Finally, this study showed that ENMs may be sequestered in other organelles or cellular structures, such as actin structures. However, this study was not able to conclusively determine the composition of the structures where ENMs were localized. Detailed characterization of these structures would improve our understanding of particle trafficking and sequestration mechanisms that may be common between cell types.
Our previous investigations have identified differential impacts of solubility on the toxicity of MONPs and shown that extracellular solubility is not sufficient to explain their toxicity [6,7,54]. In this study, we investigated the relevance of lysosomal acidification and cellular localization on acute toxicity induced by CuO, Al2O3, NiO, and TiO2 NPs of varying solubility. All MONPs were found to co-localize with the Lamp1 lysosomal marker, with insoluble TiO2 NPs, which are stable in neutral and acidic environments, showing the greatest co-localization potential. However, only soluble CuO NPs showed an improvement in viability after inhibition of lysosomal acidification, implying that for less soluble MONPs, such as NiO and Al2O3 NPs, intracellular dissolution does not contribute to cytotoxicity for up to 24 h of exposure. In addition, all MONPs were observed to localize to large F-actin aggregates within cells following exposure. At 24 h, 50 µg/mL insoluble TiO2 NPs impacted the stability of F-actin and α-tubulin cytoskeletons. Mitsui-7 MWCNT, which were included as a non-metal oxide and a non-particle ENM, showed no effects on cytoskeleton structure but were notably present inside bi-nucleated cells and associated with the mitotic spindle in dividing cells. Thus, the results suggest that cellular uptake, localization, and intracellular dissolution impact ENM’s potential to induce toxicity but to different extents and via dissimilar mechanisms.

4. Methods

4.1. Materials and Reagents

Four individual MONPs, CuO, NiO, Al2O3, and TiO2 NPs, as well as Mitsui-7 MWCNTs, were included in the study, and their physicochemical properties are listed in Table 2. For NiO, Al2O3, and TiO2 NPs, the primary particle sizes were very similar, with mean sizes of 23.9–27.3 nm, whereas CuO NPs were larger, with a mean size of 64.8 nm. The aspect ratios indicate that CuO, NiO, and TiO2 NPs are roughly spherical, whereas the Al2O3 NPs have a rod-like morphology. Similarly, CuO, NiO, and TiO2 NPs have specific surface areas (SSAs) in the range of 10.3–52.7 m2/g, whereas Al2O3 NPs have an SSA of 145.3 m2/g. Based on 24 h dissolution experiments conducted in the cell culture medium used for toxicity testing at a 10 µg/mL concentration following the Organization for Economic Cooperation and Development (OECD) guidelines on dissolution testing of ENMs [55], CuO NPs are considered soluble (10–70% dissolution), Al2O3 NPs as poorly soluble (1–10% dissolution), and NiO and TiO2 NPs as negligibly soluble (<1% dissolution).

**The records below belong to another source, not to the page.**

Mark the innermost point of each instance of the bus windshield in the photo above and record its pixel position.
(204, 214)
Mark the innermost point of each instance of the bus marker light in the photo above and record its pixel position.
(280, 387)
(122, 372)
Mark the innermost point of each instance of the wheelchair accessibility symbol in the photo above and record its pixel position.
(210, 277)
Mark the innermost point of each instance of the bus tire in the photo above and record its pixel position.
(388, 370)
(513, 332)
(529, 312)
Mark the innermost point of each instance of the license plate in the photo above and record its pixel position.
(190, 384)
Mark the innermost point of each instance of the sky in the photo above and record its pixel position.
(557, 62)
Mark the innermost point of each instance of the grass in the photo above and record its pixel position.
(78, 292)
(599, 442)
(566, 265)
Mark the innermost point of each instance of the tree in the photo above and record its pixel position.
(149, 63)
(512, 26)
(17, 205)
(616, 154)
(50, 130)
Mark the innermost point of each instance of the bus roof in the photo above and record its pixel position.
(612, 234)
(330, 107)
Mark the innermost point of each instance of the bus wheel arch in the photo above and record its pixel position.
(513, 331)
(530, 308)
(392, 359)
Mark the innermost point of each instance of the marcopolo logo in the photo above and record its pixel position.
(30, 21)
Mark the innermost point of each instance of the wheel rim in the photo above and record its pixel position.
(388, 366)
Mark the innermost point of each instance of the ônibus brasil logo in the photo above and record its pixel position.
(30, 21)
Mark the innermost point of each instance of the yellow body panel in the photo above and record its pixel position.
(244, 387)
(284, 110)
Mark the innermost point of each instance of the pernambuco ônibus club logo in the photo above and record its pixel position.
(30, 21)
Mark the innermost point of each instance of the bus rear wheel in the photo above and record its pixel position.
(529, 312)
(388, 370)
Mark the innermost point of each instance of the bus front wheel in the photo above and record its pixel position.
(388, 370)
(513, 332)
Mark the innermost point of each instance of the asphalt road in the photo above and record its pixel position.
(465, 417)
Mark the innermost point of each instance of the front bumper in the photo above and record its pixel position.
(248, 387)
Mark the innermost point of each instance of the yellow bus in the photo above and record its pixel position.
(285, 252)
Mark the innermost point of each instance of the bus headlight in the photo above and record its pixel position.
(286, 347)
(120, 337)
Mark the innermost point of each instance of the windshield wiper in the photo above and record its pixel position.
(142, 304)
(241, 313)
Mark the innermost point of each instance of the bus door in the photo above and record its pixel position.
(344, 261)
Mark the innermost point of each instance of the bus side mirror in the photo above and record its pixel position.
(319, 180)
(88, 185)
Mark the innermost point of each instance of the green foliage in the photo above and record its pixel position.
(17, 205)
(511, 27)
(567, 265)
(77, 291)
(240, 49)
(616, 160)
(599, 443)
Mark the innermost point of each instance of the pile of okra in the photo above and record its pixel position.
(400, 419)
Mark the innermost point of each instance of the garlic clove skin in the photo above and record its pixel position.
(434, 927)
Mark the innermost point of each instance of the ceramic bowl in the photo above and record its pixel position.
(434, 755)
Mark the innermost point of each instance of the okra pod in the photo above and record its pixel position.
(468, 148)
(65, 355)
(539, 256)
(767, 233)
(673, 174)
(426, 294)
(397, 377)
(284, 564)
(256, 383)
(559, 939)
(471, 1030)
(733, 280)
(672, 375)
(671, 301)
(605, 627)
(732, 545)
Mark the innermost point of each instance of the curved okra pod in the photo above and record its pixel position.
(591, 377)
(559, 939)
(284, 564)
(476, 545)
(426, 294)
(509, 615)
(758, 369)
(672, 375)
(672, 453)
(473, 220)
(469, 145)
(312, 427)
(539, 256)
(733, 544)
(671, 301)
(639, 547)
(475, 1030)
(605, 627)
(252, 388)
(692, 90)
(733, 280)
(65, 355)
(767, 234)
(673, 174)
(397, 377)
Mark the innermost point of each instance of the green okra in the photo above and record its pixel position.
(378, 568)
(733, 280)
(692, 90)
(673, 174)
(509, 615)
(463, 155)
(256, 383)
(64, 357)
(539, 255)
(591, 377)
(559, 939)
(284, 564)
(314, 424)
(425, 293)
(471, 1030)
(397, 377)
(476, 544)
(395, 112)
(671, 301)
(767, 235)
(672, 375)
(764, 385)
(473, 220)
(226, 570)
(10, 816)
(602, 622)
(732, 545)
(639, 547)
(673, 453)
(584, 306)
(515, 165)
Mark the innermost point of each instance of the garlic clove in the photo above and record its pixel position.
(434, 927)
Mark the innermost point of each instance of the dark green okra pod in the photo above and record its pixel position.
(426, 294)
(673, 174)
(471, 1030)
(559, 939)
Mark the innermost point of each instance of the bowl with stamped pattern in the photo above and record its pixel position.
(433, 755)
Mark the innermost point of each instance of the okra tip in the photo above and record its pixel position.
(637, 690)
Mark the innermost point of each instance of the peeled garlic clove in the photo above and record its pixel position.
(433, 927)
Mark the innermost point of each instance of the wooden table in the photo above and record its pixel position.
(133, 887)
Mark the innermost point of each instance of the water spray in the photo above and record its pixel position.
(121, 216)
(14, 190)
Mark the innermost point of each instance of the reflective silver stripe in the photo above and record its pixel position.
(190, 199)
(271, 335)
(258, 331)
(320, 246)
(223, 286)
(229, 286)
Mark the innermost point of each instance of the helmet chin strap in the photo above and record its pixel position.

The characteristics of Mitsui-7 MWCNTs used in this study have been reported in previous publications, revealing a range of sizes (Table 2). Based on a summary provided in [24], Mitsui-7 MWCNTs have tube diameters in the range of 40–100 nm, whereas the lengths range from 3 to 9.4 μm, with the aspect ratio between 30 and 235 and a specific surface area between 22 and 28 m2/g. No additional characterization work was carried out on these materials in the present manuscript. Transmission electron microscopy images of all MONPs used in this study [6,7,56] and scanning electron micrographs of the Mitsui-7 MWCNTs [51] have been previously published.
A list of all reagents used in this study, along with manufacturer and catalogue number, can be found in Table 3. Lyophilized Bafilomycin A1 was dissolved in 100% DMSO to a stock concentration of 32 µM. Stock vials were aliquoted and stored at −20 °C in the dark away from light. CuCl2 was dissolved in DNAse/RNAse-free ultrapure water at a 5 mg/mL stock concentration, followed by sterile filtration and storage at 4 °C.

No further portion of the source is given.